Why data?

If you are preparing to drive to/from work, are doing the dishes, or have some spare moments, listen to the Farnam Street podcast with Atul Gawande. There are incredible insights into complex systems and people waiting in that interview. There is one quote in particular that I want to unpack.

When we all have a piece of care or a piece of a problem, very often none of us can actually see what the outcome is and the owner can’t see the function of the system. So then you start finding things like data really matter.

―Atul Gawande

There is plenty of buzz in the technical community on the value of data. Data delivers business value. It is the key to your customers innermost desires. Right?

If you chose to adopt that viewpoint, you are destined to create increasingly pervasive methods of extraction. Methods that lead to morally confusing twists.

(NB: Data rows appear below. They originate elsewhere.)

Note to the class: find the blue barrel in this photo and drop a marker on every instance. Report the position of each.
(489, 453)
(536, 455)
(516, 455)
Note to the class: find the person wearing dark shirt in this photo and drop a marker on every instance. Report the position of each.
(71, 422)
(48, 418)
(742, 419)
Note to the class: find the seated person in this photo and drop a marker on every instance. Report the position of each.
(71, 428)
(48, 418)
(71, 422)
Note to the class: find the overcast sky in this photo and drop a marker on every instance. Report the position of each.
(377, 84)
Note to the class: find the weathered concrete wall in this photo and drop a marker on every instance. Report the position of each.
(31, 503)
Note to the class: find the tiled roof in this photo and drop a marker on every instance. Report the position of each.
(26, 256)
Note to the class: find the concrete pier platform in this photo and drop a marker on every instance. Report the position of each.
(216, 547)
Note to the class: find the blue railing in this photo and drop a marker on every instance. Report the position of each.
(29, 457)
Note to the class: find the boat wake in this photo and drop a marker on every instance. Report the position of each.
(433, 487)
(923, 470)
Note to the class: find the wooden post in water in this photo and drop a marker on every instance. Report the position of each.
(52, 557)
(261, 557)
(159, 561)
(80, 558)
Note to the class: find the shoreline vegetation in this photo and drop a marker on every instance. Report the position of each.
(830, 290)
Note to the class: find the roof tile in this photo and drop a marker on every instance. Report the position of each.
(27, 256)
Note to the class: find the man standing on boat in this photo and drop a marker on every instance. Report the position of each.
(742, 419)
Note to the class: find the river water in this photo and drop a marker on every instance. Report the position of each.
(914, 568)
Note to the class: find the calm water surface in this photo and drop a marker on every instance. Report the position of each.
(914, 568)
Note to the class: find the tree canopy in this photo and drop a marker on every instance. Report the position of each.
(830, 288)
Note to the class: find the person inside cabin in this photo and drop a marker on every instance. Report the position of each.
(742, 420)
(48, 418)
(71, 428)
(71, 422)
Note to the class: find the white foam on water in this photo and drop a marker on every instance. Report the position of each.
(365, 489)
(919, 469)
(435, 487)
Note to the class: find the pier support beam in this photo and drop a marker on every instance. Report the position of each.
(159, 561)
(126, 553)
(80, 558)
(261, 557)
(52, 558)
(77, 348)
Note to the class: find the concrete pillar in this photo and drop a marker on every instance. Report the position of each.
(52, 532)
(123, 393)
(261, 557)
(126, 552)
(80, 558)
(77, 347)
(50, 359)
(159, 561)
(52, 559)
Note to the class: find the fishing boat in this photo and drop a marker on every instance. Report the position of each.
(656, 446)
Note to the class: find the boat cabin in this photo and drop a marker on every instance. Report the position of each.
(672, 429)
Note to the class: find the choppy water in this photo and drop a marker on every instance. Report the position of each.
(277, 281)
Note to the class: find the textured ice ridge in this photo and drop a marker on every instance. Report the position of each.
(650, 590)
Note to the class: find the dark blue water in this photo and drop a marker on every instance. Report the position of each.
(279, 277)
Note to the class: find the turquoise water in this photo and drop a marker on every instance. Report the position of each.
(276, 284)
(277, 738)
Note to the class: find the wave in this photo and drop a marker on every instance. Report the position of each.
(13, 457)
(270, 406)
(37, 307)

So if we yearn for data not to lift the curtain of human desire, why are people so obsessed with data? Data is the feedback from your systems. Data is our best representation of system behavior as we know it. Data provides insight to the response of the system under a given stimuli.

We devise experiments to provide an alternative experience. We introduce metrics intended to quantify some improvable attribute. We optimize our systems and thought processes on those metrics. We introduce an alternate stimuli and measure the response. This is the basis of human understanding as introduced by the scientific method. Empirical observations paired with objective measurements stem from there.

In a digital world, everything is make believe. There is no concept as an objective measurement.

Think about this. Every single piece of data collected in the digital universe was encoded in software by an engineer. On a technical level, each of those engineers are performing a similar task. Store some information at a certain point in time. But what highly varies is what information is collected and how. There is no basis of physical reality to determine what things are relevant to capture or how to properly detect them. Each objective measurement is inherently biased by the implementer.

Your system includes people. People are infinitely complex systems. We try and we try to imprint their personalities and stories onto their digital representation. We expand our scope of collection to cover more facets of their identities. Intrusive extraction and digital surveillance become the norm.

If you are responsible for any aspect of personal data at your organization, you can do better. Understand that data is not a silver bullet. More is not better. Define your metrics and targets before collecting. Avoid the temptation to collect additional data for incremental improvements. Look for ways to collect less data and achieve the same outcomes.

Data is one of our most important tools for creating knowledge. But in the digital world we are both the creator and observer of data. In the physical world, our observation methods can be independently confirmed through comparable experiments and how well the observations match reality. Real-world observations can be verified and calibrated. Digital observations are encoded with as much messiness as the subject themselves.